The Ergonomics Of Syringe Operation During The Injection Of Fluid Into Tissue Expanders
MetadataShow full item record
The reconstruction process following a mastectomy procedure may require the use of a tissue expander(s) to accommodate an implant. Over several months, the expanders are routinely filled with sterile saline solution to gradually stretch the skin and muscle around the subpectoral pocket. The saline solution is injected manually by the surgeon or nurse into the expander using a syringe, catheter and needle. The injection process is physically demanding and repetitive; it has been reported to pose negative long-term effects on the muscles and joints of the hand, causing repetitive strain injuries for the syringe operator. Thus, the purpose of this study is to analyze the injection process and provide a comprehensive understanding of the factors that can be intervened upon to make this process more ergonomic and safe.
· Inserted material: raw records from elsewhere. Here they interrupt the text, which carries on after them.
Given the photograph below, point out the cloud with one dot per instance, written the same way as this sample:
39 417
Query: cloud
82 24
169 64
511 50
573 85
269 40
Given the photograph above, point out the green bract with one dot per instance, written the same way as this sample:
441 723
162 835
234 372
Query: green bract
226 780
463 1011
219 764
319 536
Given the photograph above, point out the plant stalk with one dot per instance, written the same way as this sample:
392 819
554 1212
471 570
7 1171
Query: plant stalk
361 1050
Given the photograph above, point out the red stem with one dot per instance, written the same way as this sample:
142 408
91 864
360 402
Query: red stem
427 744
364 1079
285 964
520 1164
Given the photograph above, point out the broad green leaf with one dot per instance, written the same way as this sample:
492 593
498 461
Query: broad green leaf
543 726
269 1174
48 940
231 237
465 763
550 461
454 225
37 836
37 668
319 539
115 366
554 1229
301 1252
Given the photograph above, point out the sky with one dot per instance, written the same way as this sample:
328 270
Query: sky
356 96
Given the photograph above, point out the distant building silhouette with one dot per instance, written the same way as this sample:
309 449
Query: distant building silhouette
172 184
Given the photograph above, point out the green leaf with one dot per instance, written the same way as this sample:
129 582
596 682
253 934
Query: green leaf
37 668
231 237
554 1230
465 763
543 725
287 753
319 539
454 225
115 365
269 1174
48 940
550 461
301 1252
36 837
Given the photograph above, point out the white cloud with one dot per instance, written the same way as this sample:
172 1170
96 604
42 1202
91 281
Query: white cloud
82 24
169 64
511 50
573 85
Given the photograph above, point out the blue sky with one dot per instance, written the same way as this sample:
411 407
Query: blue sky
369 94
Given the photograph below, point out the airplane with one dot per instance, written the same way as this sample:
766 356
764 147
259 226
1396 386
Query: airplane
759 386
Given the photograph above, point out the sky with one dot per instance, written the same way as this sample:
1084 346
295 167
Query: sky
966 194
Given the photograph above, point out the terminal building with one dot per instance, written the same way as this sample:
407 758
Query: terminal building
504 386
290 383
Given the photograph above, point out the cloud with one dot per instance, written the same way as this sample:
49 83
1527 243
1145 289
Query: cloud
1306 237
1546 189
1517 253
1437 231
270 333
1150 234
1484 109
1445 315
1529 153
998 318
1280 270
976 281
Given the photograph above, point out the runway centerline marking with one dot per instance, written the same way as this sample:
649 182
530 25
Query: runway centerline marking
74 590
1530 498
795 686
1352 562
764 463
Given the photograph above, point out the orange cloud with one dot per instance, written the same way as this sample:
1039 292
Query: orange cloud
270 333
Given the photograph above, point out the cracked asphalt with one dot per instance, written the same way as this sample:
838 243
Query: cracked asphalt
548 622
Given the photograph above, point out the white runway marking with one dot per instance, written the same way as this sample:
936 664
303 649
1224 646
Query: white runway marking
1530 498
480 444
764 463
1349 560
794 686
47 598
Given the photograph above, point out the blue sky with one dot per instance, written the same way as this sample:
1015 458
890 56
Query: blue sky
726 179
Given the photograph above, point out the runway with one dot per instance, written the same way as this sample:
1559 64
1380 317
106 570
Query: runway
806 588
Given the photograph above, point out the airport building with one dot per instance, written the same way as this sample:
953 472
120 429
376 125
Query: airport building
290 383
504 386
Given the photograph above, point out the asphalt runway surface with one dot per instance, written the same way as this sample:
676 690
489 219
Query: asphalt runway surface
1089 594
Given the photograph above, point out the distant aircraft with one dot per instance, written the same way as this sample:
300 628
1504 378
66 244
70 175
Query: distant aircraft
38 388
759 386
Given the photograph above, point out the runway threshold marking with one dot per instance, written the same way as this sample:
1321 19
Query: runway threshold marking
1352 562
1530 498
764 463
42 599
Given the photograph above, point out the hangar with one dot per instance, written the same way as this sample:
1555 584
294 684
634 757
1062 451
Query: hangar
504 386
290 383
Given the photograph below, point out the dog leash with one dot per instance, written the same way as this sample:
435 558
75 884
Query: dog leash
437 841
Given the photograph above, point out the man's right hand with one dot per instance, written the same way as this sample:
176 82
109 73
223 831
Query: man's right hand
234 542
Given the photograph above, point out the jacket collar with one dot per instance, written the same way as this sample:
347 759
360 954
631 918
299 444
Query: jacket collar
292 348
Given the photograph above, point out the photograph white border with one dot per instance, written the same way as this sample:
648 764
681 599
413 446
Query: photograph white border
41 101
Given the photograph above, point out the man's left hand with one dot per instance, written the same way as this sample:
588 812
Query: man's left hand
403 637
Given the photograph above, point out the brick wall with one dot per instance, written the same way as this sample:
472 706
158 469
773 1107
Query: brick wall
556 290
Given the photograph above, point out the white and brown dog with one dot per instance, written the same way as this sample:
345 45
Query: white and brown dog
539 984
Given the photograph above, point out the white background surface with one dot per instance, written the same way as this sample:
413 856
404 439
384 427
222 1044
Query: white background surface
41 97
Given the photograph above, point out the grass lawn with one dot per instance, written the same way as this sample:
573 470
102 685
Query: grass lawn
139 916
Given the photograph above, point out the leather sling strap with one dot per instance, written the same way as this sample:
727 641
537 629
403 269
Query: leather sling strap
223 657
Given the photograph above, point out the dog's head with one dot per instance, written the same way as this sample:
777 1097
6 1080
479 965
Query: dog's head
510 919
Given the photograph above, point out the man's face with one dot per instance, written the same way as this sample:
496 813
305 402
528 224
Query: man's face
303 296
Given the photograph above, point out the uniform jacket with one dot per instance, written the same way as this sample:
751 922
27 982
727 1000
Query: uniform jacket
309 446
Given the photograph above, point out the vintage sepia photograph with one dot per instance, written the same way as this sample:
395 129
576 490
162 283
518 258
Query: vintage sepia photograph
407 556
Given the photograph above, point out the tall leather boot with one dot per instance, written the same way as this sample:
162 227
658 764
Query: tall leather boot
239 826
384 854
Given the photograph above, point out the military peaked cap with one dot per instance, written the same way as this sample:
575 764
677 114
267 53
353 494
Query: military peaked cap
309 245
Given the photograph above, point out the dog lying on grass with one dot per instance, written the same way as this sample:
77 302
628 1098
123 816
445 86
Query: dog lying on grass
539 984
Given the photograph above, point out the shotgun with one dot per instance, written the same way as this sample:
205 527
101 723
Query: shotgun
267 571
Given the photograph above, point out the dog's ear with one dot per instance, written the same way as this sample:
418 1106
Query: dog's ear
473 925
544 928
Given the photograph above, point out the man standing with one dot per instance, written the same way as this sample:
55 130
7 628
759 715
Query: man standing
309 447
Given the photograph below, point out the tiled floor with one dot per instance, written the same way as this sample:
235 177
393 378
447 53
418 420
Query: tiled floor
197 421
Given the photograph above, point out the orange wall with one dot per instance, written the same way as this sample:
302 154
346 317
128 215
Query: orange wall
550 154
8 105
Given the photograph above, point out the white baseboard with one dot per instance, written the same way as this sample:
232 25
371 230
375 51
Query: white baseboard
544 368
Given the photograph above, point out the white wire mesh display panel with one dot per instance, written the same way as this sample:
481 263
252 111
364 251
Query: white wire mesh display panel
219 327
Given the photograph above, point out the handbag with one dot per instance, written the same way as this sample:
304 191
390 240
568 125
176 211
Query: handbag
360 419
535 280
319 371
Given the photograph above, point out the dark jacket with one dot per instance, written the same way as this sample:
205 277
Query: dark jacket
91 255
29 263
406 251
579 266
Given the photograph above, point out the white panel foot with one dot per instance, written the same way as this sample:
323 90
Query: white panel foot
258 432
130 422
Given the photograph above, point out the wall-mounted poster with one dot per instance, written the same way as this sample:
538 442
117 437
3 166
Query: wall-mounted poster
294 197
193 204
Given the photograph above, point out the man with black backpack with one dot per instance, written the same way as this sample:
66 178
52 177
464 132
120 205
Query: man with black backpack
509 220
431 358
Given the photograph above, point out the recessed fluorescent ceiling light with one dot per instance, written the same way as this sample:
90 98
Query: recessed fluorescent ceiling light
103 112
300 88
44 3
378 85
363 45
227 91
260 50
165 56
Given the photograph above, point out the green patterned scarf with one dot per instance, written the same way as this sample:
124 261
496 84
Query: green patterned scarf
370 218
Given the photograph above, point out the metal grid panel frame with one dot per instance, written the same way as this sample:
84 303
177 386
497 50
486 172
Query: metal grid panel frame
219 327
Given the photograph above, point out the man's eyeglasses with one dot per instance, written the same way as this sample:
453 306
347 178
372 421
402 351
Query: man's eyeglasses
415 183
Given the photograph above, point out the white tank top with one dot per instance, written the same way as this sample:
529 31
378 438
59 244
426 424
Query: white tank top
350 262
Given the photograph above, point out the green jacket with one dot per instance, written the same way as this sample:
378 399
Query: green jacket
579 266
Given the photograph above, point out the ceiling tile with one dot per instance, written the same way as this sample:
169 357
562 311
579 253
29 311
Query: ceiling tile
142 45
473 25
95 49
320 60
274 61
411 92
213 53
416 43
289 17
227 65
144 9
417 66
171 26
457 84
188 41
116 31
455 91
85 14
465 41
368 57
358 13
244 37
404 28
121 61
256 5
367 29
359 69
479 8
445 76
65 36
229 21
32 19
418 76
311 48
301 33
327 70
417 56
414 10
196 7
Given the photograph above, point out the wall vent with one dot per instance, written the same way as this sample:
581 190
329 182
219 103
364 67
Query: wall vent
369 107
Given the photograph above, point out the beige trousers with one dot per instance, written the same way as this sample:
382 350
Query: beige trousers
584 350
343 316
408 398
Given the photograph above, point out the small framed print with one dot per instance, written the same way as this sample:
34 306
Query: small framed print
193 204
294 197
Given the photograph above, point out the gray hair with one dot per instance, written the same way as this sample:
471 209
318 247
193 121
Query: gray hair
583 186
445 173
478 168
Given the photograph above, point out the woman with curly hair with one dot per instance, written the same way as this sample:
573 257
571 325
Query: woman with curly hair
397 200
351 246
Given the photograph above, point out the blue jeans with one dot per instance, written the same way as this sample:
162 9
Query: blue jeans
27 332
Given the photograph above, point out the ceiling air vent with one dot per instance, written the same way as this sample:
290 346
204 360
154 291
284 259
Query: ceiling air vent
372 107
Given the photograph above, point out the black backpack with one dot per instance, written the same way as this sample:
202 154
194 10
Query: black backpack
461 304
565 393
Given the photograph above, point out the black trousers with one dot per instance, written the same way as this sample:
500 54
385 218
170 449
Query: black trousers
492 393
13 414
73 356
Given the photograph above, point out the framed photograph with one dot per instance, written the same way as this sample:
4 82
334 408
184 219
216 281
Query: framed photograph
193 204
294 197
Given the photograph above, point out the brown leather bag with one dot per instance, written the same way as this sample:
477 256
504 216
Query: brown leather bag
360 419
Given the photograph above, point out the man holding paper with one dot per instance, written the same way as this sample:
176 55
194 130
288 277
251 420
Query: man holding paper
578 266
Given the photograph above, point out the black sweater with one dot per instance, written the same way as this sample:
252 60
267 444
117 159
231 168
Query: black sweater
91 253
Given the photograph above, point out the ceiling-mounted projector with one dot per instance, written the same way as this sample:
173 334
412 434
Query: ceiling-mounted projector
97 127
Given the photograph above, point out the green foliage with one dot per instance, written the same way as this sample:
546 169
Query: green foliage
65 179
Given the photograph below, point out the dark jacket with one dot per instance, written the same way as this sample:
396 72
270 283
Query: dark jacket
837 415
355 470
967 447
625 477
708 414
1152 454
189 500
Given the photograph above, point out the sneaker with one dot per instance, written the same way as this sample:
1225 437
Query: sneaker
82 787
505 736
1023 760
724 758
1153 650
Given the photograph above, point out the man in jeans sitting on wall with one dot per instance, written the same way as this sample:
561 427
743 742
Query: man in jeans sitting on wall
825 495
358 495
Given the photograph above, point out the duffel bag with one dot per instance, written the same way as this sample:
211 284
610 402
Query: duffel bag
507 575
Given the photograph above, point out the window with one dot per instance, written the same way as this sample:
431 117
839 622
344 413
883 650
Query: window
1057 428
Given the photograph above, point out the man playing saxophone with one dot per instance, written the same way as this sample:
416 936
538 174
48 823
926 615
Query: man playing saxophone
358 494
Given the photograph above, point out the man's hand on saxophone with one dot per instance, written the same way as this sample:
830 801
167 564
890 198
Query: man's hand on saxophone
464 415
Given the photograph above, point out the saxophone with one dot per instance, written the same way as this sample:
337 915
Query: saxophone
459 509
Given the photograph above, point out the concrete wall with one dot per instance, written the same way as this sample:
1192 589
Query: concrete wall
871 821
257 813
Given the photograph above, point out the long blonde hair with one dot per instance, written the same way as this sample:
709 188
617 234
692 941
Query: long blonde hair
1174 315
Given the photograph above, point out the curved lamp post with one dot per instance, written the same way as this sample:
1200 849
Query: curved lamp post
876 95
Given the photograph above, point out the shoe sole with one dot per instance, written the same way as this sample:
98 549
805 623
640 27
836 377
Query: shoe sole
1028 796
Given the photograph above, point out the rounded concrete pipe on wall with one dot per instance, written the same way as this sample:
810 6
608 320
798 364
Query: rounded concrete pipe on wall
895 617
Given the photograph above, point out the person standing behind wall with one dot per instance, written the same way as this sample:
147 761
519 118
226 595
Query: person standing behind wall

To achieve this understanding, a laboratory testing setup is developed to mechanically simulate and analyze the fluid injection process into tissue expanders. Experimental results show that the magnitude of the syringe force required to inject the fluid is significantly correlated to the rate of compression, the size of the syringe and the resistance produced by the stretching of tissue expander. Moreover, the magnitude of forces measured during testing are found to be well above the recommended values to prevent repetitive stress injuries.